Je n’aurais pas dû oublier le Donbass, parce qu’il y a très près de nous un autre tout petit Donbass très dangereux que je connais bien. Il s’agit de la Transnistrie.

L’existence de cette enclave séparatiste qu’aucun pays au monde ne reconnaît à part quelques entités elles-mêmes autoproclamées (l’Abkhazie, l’Ossétie du Sud-Alanie et le Haut-Karabagh) fait tic-tac et c’est ce qui me fait le plus peur en cas de forte avancée des troupes russes vers le sud et l’ouest de l’Ukraine.

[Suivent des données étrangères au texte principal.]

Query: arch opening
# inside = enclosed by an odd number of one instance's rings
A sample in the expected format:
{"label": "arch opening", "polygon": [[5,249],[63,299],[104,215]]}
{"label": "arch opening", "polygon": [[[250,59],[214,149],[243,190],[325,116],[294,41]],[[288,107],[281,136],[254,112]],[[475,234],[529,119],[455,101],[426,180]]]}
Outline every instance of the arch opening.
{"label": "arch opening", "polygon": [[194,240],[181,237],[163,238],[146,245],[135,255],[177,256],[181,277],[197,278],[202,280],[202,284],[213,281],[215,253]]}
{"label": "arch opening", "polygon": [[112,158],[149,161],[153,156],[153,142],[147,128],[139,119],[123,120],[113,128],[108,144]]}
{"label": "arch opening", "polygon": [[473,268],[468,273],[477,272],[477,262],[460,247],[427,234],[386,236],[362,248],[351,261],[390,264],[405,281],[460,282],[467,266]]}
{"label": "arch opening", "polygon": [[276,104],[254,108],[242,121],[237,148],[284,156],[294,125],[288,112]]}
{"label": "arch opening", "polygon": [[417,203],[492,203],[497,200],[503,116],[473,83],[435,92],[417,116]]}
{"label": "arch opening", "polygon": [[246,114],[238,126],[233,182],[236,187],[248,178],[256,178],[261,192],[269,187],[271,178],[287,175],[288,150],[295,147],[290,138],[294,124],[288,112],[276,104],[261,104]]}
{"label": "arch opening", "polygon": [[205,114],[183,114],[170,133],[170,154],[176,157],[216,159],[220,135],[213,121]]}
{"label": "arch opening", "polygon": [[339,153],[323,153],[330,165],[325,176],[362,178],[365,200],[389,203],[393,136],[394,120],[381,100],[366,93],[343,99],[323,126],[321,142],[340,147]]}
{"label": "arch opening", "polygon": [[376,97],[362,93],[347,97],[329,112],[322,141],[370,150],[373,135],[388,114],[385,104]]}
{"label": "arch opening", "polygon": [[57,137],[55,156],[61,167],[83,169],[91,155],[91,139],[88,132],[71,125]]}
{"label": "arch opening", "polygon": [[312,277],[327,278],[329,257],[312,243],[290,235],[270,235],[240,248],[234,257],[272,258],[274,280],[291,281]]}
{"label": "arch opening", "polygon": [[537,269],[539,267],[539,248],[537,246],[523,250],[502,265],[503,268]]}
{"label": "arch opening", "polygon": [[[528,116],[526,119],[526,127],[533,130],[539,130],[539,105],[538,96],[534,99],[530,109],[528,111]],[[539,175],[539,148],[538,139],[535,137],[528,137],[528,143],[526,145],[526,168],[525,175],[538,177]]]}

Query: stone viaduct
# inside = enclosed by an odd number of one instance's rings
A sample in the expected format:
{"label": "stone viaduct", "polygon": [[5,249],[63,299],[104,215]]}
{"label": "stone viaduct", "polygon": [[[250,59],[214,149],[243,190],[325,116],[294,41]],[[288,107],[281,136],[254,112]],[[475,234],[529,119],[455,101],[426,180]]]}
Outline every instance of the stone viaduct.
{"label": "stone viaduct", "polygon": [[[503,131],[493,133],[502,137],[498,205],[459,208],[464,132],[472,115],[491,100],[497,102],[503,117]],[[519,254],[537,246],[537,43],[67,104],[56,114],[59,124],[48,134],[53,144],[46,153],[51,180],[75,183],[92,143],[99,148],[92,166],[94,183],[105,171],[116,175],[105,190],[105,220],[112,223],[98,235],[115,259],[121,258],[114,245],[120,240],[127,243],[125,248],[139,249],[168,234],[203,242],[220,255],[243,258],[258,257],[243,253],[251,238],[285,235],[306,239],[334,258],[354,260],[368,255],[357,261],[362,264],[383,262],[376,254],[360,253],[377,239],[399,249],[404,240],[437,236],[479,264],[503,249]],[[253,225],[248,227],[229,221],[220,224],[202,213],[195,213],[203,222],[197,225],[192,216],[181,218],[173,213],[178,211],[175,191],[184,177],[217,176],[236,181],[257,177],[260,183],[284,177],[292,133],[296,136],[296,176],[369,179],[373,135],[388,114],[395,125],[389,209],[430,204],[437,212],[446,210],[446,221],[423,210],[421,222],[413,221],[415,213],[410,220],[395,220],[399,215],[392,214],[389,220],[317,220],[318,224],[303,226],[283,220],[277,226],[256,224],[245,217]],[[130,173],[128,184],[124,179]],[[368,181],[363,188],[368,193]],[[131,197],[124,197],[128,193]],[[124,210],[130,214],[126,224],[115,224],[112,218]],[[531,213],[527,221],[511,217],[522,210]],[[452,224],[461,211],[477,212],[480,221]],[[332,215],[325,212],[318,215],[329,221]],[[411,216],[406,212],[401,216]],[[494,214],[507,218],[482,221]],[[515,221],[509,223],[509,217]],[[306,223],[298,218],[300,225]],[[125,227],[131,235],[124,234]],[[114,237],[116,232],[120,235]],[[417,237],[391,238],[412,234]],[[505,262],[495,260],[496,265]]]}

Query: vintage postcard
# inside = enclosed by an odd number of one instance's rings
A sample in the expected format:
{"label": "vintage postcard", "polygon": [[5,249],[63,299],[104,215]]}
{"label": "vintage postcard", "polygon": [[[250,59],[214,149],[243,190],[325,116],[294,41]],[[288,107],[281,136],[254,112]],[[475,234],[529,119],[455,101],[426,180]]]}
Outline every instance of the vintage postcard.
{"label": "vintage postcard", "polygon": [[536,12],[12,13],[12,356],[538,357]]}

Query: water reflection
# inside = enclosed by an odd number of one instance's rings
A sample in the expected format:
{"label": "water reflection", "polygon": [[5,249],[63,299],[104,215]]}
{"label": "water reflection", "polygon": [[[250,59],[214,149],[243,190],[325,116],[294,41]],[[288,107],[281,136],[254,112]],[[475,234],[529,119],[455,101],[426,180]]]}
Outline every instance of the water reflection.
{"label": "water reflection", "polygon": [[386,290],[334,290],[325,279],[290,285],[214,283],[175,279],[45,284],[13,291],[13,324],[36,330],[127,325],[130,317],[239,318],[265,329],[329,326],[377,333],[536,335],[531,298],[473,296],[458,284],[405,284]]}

Qu’est-ce qui empêcherait alors Vladimir Poutine de s’en emparer enfin, alors que cela fait trente années que la Russie maintient ses réseaux et son régime à flot?

Je vois avec angoisse un premier point rouge fleurir sur la carte des actions militaires russes en Ukraine, tout près de la Transnistrie et de la Moldavie (journal du 1er mars). Je n’ai pas d’information sur l’état d’esprit  actuel des dirigeants de Tiraspol.

Il y a eu retrait officiel de la fameuse 14e armée russe, oui, celle du célèbre Général Lebed que j’avais interviewé en décembre 1995 à la veille de son entrée en politique à Moscou, mais en réalité, il y a toujours des troupes russes en Transnistrie et la présidente de Moldavie Maia Sandu s’est vu obligée encore assez récemment de demander, en vain,  leur départ réel et leur remplacement par des observateurs de l’OSCE…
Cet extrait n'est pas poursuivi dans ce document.